Obviously, this sly bit of wordplay would escape a critic who titles a piece "How Tolkien Sucks". Any literary critique on any notable writer must be discounted as immature and unprofessional for such a crass lack of common courtesy.
P.S. I went over to Amazon.com and perused the "Look Inside" feature. I immediately found an editing error "Children of Hurinn (sic)" - comforting to know you've studied your subject! Then he mentions that "I am not critiquing"; well of course you're not critiquing, that involves research and fundamental literary knowledge. He naturally bows to China Mieville (who is a man, or so I've been told) and Michael Moorcock (who has written the same book 20 or 30 times over, but merely changes the title) as if that lends credence to his "not critiquing". That neither Moorcock nor Mieville ever criticize Tolkien in context, but rather in prolepsistic or anachronistic attacks is lost on this fellow Dickerson. Naturally, he yearns for "gay orcs" - homosexuality abounding in any number of medieval epics. T.H. White was a homosexual, but he didn't write a character of that orientation into "The Once and Future King". Probably because it wasn't necessary to further the plot.

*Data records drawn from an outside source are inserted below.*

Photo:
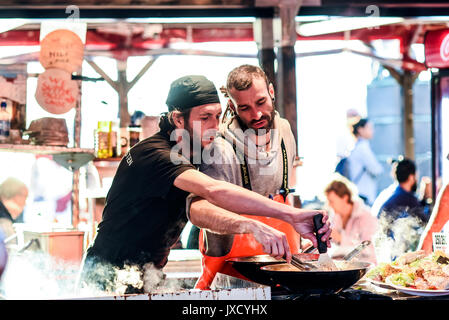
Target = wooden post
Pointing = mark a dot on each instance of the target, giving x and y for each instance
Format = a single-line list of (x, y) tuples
[(76, 173), (263, 35)]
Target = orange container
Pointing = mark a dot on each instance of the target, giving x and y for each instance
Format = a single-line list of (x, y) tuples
[(63, 245)]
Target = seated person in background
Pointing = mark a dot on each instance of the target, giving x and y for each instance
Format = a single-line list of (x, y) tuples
[(404, 202), (13, 196), (352, 222)]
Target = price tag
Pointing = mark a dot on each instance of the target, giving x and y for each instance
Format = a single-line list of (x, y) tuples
[(440, 240)]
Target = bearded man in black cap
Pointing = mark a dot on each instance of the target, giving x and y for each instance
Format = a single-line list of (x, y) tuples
[(145, 209)]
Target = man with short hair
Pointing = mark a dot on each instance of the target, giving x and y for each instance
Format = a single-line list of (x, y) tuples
[(255, 149), (145, 208)]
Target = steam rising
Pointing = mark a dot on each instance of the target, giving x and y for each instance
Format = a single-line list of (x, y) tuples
[(36, 275)]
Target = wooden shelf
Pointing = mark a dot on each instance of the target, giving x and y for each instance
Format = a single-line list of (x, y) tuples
[(70, 158)]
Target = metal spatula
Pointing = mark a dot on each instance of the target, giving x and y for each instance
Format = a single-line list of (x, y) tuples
[(324, 260)]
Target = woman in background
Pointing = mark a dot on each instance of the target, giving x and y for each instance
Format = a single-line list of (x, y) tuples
[(363, 166), (352, 222)]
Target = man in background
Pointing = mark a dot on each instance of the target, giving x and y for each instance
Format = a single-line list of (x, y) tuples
[(13, 196), (404, 202)]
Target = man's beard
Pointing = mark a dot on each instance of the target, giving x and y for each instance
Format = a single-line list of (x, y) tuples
[(259, 131)]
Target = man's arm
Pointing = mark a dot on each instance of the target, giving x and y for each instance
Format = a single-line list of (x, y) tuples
[(205, 215), (242, 201)]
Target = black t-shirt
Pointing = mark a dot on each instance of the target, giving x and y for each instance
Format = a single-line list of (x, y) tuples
[(144, 212)]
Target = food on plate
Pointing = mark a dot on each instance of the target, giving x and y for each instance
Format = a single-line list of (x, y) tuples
[(415, 270)]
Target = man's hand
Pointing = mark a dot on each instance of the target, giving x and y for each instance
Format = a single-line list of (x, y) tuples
[(302, 221), (274, 242)]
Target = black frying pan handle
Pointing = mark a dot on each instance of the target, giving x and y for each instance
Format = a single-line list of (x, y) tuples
[(318, 224)]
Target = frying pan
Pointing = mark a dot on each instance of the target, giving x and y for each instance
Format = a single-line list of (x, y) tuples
[(267, 270), (250, 267), (313, 281)]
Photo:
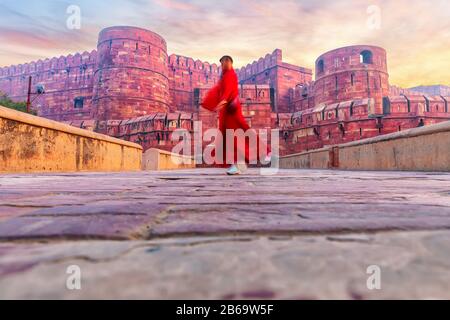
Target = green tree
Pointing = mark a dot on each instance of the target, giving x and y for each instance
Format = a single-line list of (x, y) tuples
[(5, 101)]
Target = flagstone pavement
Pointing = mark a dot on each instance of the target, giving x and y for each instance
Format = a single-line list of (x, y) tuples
[(199, 234)]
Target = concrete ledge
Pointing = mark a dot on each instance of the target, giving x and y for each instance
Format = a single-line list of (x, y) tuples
[(315, 159), (156, 159), (419, 149), (34, 144)]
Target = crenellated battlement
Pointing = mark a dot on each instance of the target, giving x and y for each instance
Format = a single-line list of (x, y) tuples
[(187, 63), (50, 64), (262, 64)]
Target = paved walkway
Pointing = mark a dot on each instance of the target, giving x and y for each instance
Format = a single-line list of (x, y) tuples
[(201, 234)]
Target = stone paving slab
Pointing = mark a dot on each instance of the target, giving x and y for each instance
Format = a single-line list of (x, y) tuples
[(414, 265), (200, 234), (145, 205)]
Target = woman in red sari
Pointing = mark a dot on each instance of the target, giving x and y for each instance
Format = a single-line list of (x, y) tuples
[(224, 97)]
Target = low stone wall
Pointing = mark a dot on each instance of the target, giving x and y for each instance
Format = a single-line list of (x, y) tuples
[(316, 159), (419, 149), (33, 144), (156, 159)]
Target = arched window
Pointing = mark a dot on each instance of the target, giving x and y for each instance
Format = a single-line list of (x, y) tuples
[(320, 66), (366, 57)]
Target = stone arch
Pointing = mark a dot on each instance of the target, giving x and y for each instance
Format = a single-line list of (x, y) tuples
[(366, 57)]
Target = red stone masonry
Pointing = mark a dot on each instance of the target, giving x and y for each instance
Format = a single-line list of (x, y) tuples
[(130, 88), (131, 77)]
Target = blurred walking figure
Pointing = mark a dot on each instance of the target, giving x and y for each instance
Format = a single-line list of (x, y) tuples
[(224, 98)]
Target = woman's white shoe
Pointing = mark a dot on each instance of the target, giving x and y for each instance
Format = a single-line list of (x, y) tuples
[(233, 170)]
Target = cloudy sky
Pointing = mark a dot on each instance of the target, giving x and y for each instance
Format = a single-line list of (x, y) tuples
[(416, 33)]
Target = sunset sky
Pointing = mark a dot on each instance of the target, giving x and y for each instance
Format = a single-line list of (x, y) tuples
[(416, 33)]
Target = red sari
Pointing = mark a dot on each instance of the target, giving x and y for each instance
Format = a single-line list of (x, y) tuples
[(230, 116)]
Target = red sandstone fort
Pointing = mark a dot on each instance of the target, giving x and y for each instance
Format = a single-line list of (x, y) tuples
[(130, 88)]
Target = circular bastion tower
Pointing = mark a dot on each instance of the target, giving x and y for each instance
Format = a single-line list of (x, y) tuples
[(350, 73), (131, 77)]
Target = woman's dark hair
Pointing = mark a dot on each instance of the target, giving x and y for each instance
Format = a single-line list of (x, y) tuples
[(226, 57)]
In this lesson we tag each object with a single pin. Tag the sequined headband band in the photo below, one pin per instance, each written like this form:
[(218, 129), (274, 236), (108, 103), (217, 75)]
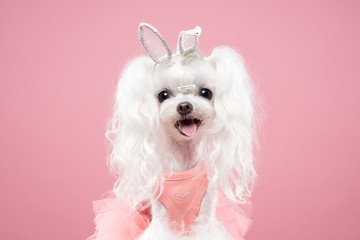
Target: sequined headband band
[(157, 48)]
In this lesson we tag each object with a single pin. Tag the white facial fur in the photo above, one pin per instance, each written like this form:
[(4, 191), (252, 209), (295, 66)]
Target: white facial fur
[(191, 74)]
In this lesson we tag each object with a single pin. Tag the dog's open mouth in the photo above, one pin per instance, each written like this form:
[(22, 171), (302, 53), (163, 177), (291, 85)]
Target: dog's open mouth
[(187, 127)]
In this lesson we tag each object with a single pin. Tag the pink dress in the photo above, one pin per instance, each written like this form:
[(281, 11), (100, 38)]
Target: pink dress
[(181, 197)]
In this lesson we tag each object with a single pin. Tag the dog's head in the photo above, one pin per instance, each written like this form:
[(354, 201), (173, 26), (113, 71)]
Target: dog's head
[(184, 89), (205, 101)]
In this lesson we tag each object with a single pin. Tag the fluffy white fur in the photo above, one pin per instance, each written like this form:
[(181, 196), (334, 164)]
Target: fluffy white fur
[(145, 143)]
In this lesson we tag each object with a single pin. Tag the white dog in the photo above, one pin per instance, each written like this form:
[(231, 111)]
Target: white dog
[(182, 144)]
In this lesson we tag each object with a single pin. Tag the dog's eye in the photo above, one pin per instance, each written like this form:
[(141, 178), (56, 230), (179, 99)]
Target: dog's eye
[(206, 93), (162, 96)]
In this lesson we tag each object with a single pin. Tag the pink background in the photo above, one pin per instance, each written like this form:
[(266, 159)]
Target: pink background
[(59, 63)]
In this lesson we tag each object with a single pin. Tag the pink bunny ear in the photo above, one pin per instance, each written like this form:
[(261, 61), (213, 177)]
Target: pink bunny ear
[(154, 44), (188, 40)]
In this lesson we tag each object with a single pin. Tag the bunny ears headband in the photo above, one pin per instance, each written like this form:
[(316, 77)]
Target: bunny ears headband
[(157, 48)]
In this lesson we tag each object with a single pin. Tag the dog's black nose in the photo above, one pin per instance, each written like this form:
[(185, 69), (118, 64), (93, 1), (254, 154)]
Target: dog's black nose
[(184, 108)]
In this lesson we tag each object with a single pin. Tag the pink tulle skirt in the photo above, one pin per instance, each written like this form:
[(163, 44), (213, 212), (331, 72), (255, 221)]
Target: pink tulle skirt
[(114, 220)]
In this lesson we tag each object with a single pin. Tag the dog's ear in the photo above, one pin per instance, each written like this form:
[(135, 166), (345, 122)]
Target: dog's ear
[(233, 124), (188, 40), (153, 43)]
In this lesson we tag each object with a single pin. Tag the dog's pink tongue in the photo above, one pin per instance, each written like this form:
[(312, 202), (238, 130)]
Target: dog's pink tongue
[(189, 129)]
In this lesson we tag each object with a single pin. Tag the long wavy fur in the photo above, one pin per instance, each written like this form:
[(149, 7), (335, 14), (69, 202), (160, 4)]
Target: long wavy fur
[(134, 130)]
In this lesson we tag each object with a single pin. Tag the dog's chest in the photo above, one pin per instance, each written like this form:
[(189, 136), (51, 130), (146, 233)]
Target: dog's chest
[(182, 196)]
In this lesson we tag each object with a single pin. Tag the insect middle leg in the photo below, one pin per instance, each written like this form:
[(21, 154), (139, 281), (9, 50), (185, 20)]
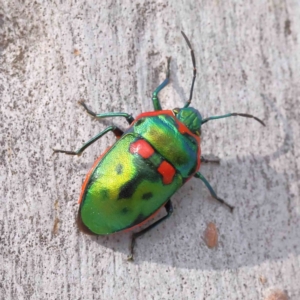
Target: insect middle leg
[(169, 210), (155, 99), (118, 132), (212, 192), (127, 116)]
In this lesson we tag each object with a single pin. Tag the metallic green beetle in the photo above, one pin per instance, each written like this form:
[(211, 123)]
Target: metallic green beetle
[(147, 164)]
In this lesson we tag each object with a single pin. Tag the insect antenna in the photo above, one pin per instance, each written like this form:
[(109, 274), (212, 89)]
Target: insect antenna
[(194, 69)]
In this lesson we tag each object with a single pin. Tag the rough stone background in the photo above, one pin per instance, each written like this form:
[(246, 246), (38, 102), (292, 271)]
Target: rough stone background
[(112, 55)]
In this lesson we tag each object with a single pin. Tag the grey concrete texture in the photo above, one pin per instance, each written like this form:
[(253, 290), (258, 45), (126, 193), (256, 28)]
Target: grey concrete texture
[(113, 55)]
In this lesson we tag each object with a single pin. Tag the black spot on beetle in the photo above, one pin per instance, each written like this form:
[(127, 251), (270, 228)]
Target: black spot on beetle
[(139, 122), (147, 196), (119, 169), (140, 218), (128, 189), (125, 210)]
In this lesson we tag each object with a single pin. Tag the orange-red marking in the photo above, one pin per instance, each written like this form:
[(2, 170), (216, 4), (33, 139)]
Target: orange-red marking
[(142, 148), (167, 171)]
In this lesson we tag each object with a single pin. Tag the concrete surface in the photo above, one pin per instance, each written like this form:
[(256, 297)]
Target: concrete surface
[(112, 55)]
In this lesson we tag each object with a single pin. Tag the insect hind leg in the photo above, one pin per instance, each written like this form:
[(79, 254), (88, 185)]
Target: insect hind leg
[(169, 210)]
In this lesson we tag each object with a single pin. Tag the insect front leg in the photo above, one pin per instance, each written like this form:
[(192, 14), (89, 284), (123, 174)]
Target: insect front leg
[(155, 99), (233, 115), (169, 210), (212, 192), (118, 133), (205, 160), (127, 116)]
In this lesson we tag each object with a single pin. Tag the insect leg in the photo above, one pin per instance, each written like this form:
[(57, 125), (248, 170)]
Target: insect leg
[(205, 160), (118, 132), (155, 99), (169, 210), (212, 192), (127, 116), (233, 115)]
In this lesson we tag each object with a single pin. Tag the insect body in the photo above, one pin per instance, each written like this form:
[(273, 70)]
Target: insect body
[(148, 163)]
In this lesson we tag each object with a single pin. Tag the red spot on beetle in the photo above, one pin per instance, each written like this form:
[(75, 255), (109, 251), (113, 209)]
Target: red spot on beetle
[(167, 171), (142, 148)]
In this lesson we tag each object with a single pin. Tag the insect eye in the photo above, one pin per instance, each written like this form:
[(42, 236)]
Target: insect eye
[(139, 122)]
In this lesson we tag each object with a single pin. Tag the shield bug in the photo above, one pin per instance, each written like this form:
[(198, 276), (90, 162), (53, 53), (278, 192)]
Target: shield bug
[(148, 163)]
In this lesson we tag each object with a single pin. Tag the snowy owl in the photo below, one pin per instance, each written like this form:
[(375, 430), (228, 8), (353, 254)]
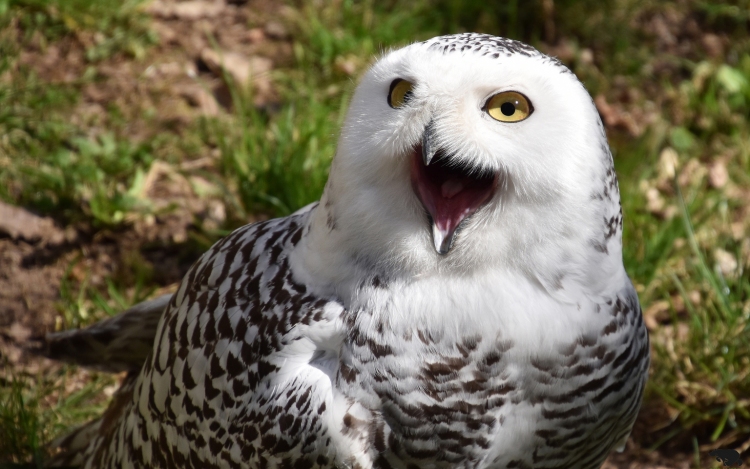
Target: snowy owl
[(457, 298)]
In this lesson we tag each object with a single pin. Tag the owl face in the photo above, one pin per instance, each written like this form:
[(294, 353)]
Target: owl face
[(471, 137)]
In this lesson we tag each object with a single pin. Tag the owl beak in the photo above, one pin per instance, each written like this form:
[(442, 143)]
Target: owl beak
[(450, 193)]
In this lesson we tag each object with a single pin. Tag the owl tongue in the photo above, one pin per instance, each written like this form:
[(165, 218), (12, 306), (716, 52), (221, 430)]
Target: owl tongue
[(450, 194)]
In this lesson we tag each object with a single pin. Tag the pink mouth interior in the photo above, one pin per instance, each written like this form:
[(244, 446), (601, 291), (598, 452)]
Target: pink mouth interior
[(449, 193)]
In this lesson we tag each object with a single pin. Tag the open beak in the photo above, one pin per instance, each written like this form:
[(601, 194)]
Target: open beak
[(449, 191)]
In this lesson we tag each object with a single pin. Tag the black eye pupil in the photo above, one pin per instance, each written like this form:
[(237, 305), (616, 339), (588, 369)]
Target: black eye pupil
[(508, 109)]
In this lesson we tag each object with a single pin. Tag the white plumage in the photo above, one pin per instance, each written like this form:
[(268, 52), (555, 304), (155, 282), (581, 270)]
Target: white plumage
[(457, 298)]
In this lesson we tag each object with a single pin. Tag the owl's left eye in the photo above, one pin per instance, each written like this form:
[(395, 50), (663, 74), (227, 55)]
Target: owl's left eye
[(400, 93), (509, 106)]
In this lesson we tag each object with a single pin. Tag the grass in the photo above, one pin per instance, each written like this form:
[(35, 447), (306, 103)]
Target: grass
[(685, 244)]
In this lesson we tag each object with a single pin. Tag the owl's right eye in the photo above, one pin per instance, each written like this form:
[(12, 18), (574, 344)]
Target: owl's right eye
[(400, 93)]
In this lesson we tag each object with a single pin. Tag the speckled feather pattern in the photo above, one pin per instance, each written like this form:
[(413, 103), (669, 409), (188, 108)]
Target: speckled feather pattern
[(313, 341)]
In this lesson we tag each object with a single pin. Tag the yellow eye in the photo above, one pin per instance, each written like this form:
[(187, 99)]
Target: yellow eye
[(509, 106), (400, 93)]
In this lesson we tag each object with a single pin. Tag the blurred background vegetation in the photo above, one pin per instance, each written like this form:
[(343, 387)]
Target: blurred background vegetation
[(135, 127)]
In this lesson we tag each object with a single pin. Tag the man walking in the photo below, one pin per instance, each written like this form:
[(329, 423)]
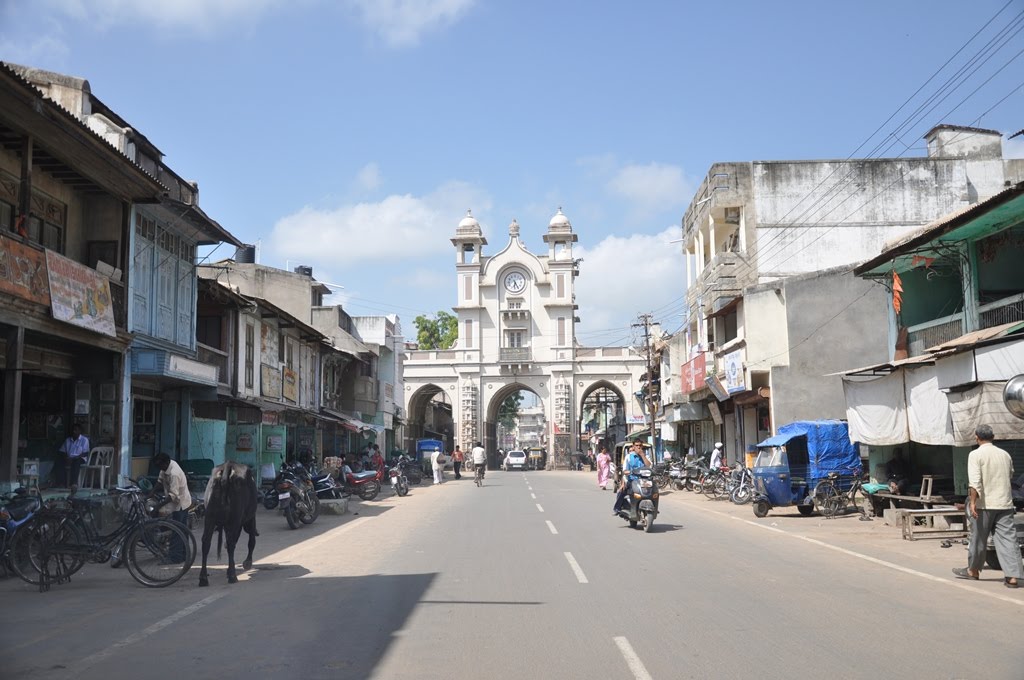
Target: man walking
[(990, 510)]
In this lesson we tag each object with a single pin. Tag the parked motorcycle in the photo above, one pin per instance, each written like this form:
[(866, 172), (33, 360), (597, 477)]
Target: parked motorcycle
[(642, 498), (296, 495), (365, 484), (398, 481)]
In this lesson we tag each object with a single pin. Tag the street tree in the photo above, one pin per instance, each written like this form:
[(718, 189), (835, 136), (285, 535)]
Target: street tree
[(440, 332)]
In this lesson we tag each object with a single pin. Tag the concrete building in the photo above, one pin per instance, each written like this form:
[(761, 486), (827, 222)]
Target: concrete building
[(516, 314), (757, 222)]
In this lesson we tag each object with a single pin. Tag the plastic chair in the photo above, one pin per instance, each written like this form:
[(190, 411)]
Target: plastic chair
[(29, 474), (100, 460)]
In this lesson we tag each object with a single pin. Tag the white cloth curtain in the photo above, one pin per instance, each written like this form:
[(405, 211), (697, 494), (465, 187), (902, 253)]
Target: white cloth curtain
[(927, 408), (876, 410), (982, 405)]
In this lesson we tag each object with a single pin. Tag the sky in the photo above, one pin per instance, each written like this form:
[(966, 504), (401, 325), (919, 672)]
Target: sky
[(352, 135)]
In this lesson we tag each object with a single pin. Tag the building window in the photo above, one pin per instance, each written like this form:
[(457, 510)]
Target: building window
[(250, 353)]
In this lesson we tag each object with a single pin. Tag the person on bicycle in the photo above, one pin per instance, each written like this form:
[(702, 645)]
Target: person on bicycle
[(175, 486), (479, 459), (635, 460)]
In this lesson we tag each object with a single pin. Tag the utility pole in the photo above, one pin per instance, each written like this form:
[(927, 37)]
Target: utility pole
[(645, 321)]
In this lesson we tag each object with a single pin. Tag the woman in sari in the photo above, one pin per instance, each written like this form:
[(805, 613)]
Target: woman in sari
[(603, 467)]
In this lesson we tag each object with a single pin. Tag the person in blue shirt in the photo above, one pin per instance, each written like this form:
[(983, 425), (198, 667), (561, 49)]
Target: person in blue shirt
[(635, 460)]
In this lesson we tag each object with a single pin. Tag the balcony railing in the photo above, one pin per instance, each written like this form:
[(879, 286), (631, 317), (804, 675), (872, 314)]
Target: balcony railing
[(515, 355), (217, 357)]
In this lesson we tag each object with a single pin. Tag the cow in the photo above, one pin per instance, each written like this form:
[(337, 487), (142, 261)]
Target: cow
[(230, 506)]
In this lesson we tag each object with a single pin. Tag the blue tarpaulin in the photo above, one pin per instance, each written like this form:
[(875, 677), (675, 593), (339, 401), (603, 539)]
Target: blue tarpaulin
[(828, 445)]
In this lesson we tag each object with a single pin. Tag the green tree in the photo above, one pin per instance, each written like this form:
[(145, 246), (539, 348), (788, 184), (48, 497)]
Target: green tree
[(437, 333), (508, 412)]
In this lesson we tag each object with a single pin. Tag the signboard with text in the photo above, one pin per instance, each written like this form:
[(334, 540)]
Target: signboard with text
[(79, 295)]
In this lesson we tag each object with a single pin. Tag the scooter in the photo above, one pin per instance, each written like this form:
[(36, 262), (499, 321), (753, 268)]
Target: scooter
[(398, 481), (642, 496)]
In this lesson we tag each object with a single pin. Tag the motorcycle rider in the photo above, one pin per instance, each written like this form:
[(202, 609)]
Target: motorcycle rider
[(635, 460), (479, 459)]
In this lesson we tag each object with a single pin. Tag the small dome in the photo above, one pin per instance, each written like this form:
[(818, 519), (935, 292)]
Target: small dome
[(469, 222), (559, 221)]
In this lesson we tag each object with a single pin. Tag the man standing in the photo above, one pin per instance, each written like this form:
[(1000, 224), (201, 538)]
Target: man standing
[(175, 486), (990, 510), (76, 450)]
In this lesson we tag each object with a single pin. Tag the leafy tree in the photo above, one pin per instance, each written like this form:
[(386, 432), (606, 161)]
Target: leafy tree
[(508, 412), (437, 333)]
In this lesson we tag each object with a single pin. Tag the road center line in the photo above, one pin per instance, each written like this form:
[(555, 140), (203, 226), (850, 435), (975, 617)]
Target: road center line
[(141, 635), (636, 666), (875, 560), (581, 577)]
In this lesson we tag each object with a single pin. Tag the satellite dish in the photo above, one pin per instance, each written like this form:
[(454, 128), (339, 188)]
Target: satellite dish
[(1013, 395)]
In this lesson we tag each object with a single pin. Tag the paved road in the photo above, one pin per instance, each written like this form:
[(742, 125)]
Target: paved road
[(532, 577)]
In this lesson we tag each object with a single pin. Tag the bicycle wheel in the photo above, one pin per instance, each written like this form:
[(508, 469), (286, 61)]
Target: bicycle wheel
[(828, 499), (150, 553), (36, 553)]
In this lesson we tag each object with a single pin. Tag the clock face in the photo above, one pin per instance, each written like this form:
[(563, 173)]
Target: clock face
[(515, 282)]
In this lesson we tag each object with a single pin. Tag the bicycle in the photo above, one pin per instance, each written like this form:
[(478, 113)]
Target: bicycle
[(60, 540), (830, 500)]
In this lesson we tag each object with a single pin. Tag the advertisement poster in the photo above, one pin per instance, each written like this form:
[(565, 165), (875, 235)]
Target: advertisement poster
[(79, 295), (23, 271), (733, 363)]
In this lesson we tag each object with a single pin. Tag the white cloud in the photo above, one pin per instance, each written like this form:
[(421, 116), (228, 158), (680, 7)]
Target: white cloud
[(622, 277), (402, 23), (1014, 147), (397, 227), (369, 177), (652, 187), (203, 15)]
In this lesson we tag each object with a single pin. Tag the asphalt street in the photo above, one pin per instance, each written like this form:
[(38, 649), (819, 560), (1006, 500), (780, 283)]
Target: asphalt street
[(530, 577)]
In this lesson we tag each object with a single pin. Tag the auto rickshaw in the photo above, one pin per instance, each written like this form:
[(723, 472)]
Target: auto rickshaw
[(791, 464)]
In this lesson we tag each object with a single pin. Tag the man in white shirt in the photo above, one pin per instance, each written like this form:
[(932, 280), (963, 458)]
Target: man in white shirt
[(990, 509), (479, 459), (176, 497), (76, 449), (716, 456)]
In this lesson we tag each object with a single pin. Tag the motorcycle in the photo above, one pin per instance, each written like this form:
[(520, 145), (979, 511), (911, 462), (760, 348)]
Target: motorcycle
[(365, 484), (398, 481), (296, 495), (642, 499)]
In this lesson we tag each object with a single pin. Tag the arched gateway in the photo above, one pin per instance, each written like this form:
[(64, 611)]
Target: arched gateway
[(517, 332)]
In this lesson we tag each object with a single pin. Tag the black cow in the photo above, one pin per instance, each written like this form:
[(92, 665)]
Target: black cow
[(230, 506)]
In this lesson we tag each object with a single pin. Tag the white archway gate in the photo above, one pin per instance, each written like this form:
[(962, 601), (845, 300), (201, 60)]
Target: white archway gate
[(516, 314)]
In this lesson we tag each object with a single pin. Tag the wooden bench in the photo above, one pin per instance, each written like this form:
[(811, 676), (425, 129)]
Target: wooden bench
[(912, 530)]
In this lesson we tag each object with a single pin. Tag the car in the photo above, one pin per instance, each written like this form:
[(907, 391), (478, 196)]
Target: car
[(514, 460)]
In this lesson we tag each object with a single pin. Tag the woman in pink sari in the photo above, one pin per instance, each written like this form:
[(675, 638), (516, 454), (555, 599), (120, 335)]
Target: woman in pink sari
[(603, 465)]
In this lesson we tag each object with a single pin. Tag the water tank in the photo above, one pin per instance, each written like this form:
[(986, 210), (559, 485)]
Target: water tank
[(245, 254)]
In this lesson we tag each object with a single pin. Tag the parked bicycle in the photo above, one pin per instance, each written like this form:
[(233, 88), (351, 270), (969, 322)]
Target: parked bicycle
[(830, 500), (60, 539)]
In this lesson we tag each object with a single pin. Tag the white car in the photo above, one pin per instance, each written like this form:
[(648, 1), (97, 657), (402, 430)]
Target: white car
[(514, 460)]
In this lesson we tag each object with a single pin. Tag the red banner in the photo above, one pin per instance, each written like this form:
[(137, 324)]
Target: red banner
[(693, 374)]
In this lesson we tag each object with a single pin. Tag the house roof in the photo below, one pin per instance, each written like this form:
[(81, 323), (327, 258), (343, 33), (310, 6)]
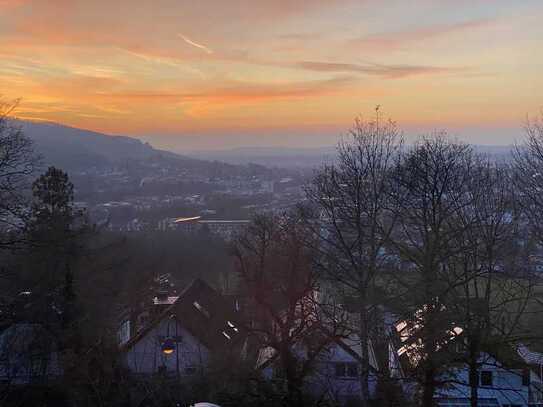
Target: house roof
[(204, 313)]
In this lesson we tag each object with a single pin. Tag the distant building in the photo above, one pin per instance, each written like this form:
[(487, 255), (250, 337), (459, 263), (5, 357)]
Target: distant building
[(193, 329), (225, 228)]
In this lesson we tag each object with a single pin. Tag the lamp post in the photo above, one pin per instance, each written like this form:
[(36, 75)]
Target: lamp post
[(171, 345)]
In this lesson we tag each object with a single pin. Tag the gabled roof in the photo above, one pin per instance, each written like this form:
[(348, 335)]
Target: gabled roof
[(204, 313)]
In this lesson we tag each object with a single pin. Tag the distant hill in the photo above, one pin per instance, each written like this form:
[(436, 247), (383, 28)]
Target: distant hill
[(75, 149), (307, 157)]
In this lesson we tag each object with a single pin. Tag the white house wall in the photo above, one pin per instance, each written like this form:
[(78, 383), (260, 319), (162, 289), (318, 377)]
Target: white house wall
[(146, 356)]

But his banal writing style is interjected with the f-word, "jack-offs" and other other obscenities because a shabby writer must punctuate with profanity where erudition is lacking. Dickerson (scion of one who dickers, I suppose) also uses the word "geek", "geeks" or "geekery" as a mantra of disdain, while at the same time admitting he is a geek of some high order himself. I am not quite sure what to make of this odd implication except for some sort of self-loathing. Finally, and with much hilarity, he uses the term "elves" and not "elfs", not realizing that it was Tolkien himself who popularized that spelling (along with "dwarves" rather than "dwarfs").
That's as far as I cared to go. I wouldn't waste the .99 cents to download such tripe. It is not provocative because it is not seriously researched, and the forced humor leads one to believe it is no more than an elongated piece of trolling that would more than likely be deleted by moderators due to its crude language. I've seen funnier spam.